Memasuki
bulan keenam semester ganjil 2013-2014, seluruh lembaga pendidikan baik negerii
maupun swasta tengah sibuk melaksanakan Ujian Akhir Semester (UAS), tak
terkecuali MTs dan MA Islamiyah Attanwir yang juga melakukan hal serupa. Tapi
tak seperti lembaga pendidikan pada umumnya, di Attanwir proses ujian
dilaksanakan lebih lama serta dengan sistem pelaksanaan ujian yang agak
berbeda. Kalau di madrasah lain, rata-rata pelaksanaan ujian hanya seminggu
sedang kan di Attanwir pelaksanaan UAS bisa sampai setengah bulan. Hal itu
terjadi lantaran MTs dan MA Islamiyah Attanwir menerapkan sistem ujian lisan (Al
Imtihanus Syafahi) bagi para peserta didiknya sebagai syarat yang harus dipenuhi sebelum
mereka mengikuti Ujian Akhir Semester (UAS) serta menambahkan beberapa muatan
lokal yang turut diujikan di dalam UAS.
Beberapa
muatan lokal tersebut rata-rata adalah pelajaran agama mengingat MTs dan MA
Attanwir adalah madrasah yang sangat kental dengan nilai-nilai keislaman dan
berbasiskan pondok pesantren. Tak aneh rasanya jika soal-soal yang diberikan
kepada siswa tak seperti soal-soal pada umumnya. Soal yang diberikan lebih
mengedapankan ketajaman daya pikir serta daya ingat siswa untuk menjawab
pertanyaan yang tercantum dalam lembar soal tersebut. Selain itu, siswa juga
dituntut untuk memberikan jawaban berupa uraian bukan lagi berbasis pada
pilihan ganda. Namun, mata pelajaran yang berlaku secara Nasional tetap
menggunakan soal- soal dari Kementerian Agama sebagai induk madrasah secara
formal dengan format soal pilihan ganda.
Menjelaskan hal tersebut, Drs. Mustam
selaku Kepala Sekolah MA Islamiyah Attanwir me ngatakan mekanisme ujian
tersebut memang sudah menjadi ciri khas dan keunikan tersendiri bagi Attanwir.

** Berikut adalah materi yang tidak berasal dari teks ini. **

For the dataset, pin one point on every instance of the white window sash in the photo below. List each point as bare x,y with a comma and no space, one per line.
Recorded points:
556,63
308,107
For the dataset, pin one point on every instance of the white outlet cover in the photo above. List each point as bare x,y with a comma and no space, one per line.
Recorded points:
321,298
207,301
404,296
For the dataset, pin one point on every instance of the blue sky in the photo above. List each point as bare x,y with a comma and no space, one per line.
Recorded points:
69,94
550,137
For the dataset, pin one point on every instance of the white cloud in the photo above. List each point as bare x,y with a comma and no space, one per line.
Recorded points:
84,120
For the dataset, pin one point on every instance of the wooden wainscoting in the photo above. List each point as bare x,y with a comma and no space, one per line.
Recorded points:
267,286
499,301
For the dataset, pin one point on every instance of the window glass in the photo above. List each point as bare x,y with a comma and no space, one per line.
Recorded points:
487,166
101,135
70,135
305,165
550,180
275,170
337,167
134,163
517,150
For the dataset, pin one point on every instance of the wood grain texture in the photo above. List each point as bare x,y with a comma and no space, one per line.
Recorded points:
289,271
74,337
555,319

Di samping menggunakan kurikulum dari Kemenag, MA Islamiyah Attanwir juga
menggunakan kurikulum Pondok Pesantren.
“Semuanya
kita masukkan, baik kurikulum Kemenag maupun Pondok Pesantren. Jadi tidak ada
yang setengah-setengah, semuanya kami
berikan kepada peserta didik 200 %,” terangnya.
Tak
hanya berhenti sampai di situ. Untuk menjaga kemurnian hasil ujian para peserta
didiknya, pihak madrasah juga menerapkan penempatan lokasi tempat duduk yang hetorgen.

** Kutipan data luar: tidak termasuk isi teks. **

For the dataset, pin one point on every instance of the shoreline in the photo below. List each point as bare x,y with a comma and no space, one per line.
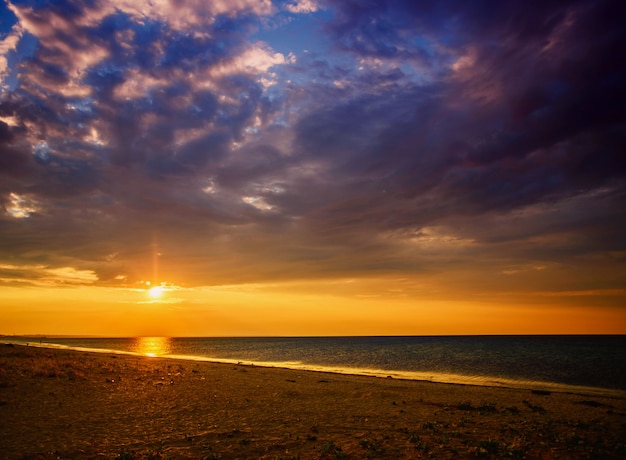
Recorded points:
433,377
59,403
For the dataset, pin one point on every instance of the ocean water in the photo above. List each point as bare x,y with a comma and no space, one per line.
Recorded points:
594,364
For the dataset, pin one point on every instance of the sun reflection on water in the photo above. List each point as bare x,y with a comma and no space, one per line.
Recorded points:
152,346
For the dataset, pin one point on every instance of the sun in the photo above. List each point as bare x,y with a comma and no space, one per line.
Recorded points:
156,292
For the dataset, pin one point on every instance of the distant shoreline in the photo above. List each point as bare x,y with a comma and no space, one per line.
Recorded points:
430,377
63,403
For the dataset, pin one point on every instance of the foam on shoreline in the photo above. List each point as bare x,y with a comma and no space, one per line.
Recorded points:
434,377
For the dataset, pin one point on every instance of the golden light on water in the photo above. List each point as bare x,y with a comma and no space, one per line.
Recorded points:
152,346
156,292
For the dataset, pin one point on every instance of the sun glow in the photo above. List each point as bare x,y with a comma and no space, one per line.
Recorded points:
156,292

Mereka diacak dari beberapa kelas yang berbeda dan diawasi langsung oleh satu
orang guru yang berbeda tiap harinya selama pelaksanaan UAS. Selanjutnya, pintu
kelas dikunci kembali setiap jeda atau saat istirahat guna menyeterilkan ruang
kelas agar tetap bersih dan terjaga keamanannya.
“Semester ini sebanyak 3550 siswa tengah
mengikuti jalannya UAS, dengan rincian 2075 siswa MTs dan 1475 siswa MA yang
terbagi kedalam 100 ruang ujian” terang Ust. Hadi selaku ketua pelaksana UAS.
Sementara itu, untuk membantu jalannya
ujian agar dapat berjalan lancar, pihak madrasah menyiapkan 130 orang guru yang
bertugas sebagai pengawas serta beberapa orang guru lainnya yang bertugas
sebagai “ambulance” .
“Biasanya ada beberapa ruang ujian
yang kekurangan lembar soal maupun lembar jawaban. Untuk mengantisipasi hal
tersebut, kami menempatkan beberapa orang “ambulance” di beberapa titik lokasi
strategis yang bisa dijangkau oleh pengawas apabila hal tersebut terjadi”
terang Ust. Hadi, ketua pelaksana ujian.
Saat ditanya terkait penggunaan kata “ambulance”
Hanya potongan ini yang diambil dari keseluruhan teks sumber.